Subsistentie en commerciële activiteiten. Tot voor kort waren de Zinacantecos bijna allemaal landbouwers. Ze verbouwden maïs, bonen en pompoenen, die werden verbouwd door middel van zwermlandbouw met bijlen, machetes, plantstokken en schoffels. Schapen zijn eigendom van en worden gehoed door vrouwen om wol te leveren voor het weven van poncho's en sjaals. Kippen worden gehouden voor hun eieren (om te verkopen) en om te eten, vooral bij rituele gelegenheden. Hoewel de familiesdie voldoende land bezitten maïs blijven verbouwen, is een toenemend aantal Zinacantecos een verscheidenheid aan alternatieve ondernemingen gaan doen, zoals loonwerk op snelwegen en in de bouw, het besturen van vrachtwagens en bussen, en het kweken van bloemen en fruit voor de stedelijke markten.

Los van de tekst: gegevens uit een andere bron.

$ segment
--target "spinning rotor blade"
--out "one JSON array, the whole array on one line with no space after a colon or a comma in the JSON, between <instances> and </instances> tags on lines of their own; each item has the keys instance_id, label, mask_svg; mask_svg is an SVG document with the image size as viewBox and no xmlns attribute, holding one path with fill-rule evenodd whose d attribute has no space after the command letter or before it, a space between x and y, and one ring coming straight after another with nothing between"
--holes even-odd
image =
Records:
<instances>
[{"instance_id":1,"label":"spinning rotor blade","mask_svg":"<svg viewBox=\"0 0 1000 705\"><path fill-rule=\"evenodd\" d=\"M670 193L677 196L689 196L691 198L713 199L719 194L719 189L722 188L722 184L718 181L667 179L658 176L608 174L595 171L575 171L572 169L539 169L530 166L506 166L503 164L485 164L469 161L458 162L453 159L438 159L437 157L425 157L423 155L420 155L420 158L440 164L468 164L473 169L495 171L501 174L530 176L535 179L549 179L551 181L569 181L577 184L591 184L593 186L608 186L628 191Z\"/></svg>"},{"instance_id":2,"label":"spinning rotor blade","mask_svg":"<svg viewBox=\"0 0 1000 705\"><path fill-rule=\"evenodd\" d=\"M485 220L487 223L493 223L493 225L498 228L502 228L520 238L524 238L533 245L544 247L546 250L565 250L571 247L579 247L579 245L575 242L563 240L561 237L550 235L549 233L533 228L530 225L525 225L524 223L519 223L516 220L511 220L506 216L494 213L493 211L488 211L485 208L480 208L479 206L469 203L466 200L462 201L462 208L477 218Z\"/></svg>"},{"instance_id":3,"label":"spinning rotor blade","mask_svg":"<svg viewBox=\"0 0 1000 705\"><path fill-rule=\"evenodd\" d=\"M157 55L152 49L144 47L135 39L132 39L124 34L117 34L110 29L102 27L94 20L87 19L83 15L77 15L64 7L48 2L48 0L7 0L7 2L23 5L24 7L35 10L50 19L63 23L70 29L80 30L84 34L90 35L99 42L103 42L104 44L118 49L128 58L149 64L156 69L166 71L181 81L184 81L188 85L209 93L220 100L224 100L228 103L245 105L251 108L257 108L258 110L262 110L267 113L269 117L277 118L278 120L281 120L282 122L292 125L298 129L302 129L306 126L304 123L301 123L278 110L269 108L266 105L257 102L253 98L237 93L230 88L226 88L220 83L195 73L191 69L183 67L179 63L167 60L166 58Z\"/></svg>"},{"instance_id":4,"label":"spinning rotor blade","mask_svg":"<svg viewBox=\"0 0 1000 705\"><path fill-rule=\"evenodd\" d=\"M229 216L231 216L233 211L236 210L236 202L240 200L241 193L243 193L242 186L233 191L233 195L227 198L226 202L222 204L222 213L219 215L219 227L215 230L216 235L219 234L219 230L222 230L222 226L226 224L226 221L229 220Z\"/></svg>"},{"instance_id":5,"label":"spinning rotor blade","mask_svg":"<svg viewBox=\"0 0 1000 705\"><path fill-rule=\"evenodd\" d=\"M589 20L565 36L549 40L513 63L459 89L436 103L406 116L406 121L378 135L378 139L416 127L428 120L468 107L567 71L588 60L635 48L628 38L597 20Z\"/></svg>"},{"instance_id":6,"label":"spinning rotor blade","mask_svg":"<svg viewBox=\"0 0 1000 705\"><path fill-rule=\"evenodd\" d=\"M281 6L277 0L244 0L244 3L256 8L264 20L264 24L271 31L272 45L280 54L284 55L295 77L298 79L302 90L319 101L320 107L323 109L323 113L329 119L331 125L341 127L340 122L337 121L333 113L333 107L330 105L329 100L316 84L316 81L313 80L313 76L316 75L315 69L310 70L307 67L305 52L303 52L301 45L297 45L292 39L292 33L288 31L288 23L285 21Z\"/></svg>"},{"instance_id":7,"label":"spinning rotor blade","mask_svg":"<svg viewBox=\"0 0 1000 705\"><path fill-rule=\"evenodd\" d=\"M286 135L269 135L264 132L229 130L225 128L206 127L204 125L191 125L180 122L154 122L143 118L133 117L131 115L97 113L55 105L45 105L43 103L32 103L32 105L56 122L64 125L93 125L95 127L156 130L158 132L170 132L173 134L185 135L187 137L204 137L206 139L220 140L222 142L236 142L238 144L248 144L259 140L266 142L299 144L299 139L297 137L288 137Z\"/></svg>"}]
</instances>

Veel Zinacantecos zijn ook handelaars geworden en kopen en verkopen maïs, bonen, fruit en bloemen. De meeste huishoudens hebben een mix vanproductie buiten de boerderij en op de boerderij.
Industriële kunsten. Het meest opvallende ambacht is weven, dat wordt uitgevoerd door vrouwen op ruggetouwweefgetouwen waarop ze zowel de katoenen als de wollen kleding weven die door beide seksen wordt gedragen. De kleding van de Zinacanteco is kenmerkend voor de hooglanden van Chiapas en is direct herkenbaar aan het overvloedige gebruik van rode katoendraden en felrood geverfde wol. Mannen weven hun hoeden van witte en zwarte stroken palm of plastic,Ze versieren ze met lange, vloeiende rode linten die doen denken aan de gevederde hoofdtooien die de oude Maya's droegen. Vrouwen lopen traditioneel op blote voeten, terwijl mannen sandalen dragen die in San Cristóbal zijn gekocht en, bij ceremoniële gelegenheden, sandalen met een hoge rug die door ambachtslieden uit Chamula zijn gemaakt. In de jaren 1960 begonnen veel mannen gekochte kleding in Europese stijl te dragen, vooral als ze niet thuis waren.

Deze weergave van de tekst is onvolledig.